Dengar suara di keheningan hatimu. sebagai obat atas penyakit "kenapa-aku-tak-tahu-apa-yang-seharusnya-kuperbuat"mu itu. dengarkanlah jawaban itu:


"kerjakan apa saja yang mesti kau kerjakan sebagai manusia"


"kalau engkau masih tak paham, amatilah dirimu, sekelilingmu, alam dan manusia--apa saja--temukan iramanya, keharmonisannya, gerak, arah dan auranya. scanlah semuanya dengan otak anugrah Tuhan dan hati bersahaja: kira-kira adakah yang tidak beres disana, yang tidak setia terhadap prinsip gerak dan posisinya, jika ada, sesuatu yang mesti kau kerjakan adalah membenahinya."
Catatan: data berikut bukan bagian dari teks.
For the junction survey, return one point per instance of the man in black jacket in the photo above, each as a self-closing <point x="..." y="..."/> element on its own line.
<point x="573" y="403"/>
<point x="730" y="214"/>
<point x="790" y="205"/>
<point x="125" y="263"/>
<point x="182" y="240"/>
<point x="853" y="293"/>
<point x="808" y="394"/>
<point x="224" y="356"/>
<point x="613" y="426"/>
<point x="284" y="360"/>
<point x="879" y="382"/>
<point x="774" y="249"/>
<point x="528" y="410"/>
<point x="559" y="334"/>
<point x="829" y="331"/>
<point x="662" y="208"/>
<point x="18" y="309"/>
"Kau masuk kamar, disambut oleh sampah dan barang-barang, kau memberesinya, maka kaulah manusia yang mengerti apa yang mesti kau kerjakan. dalam skala lebih besar, kamar itu juga bisa berupa sebuah lapangan kehidupan, sampah-sampah itu bisa berwujud keinginan-keinginan egoistik, praktek kecurangan-kecurangan, kekerdilan dan kebodohan, apapun saja--dan kau mengerti apa yang mesti kau lakukan."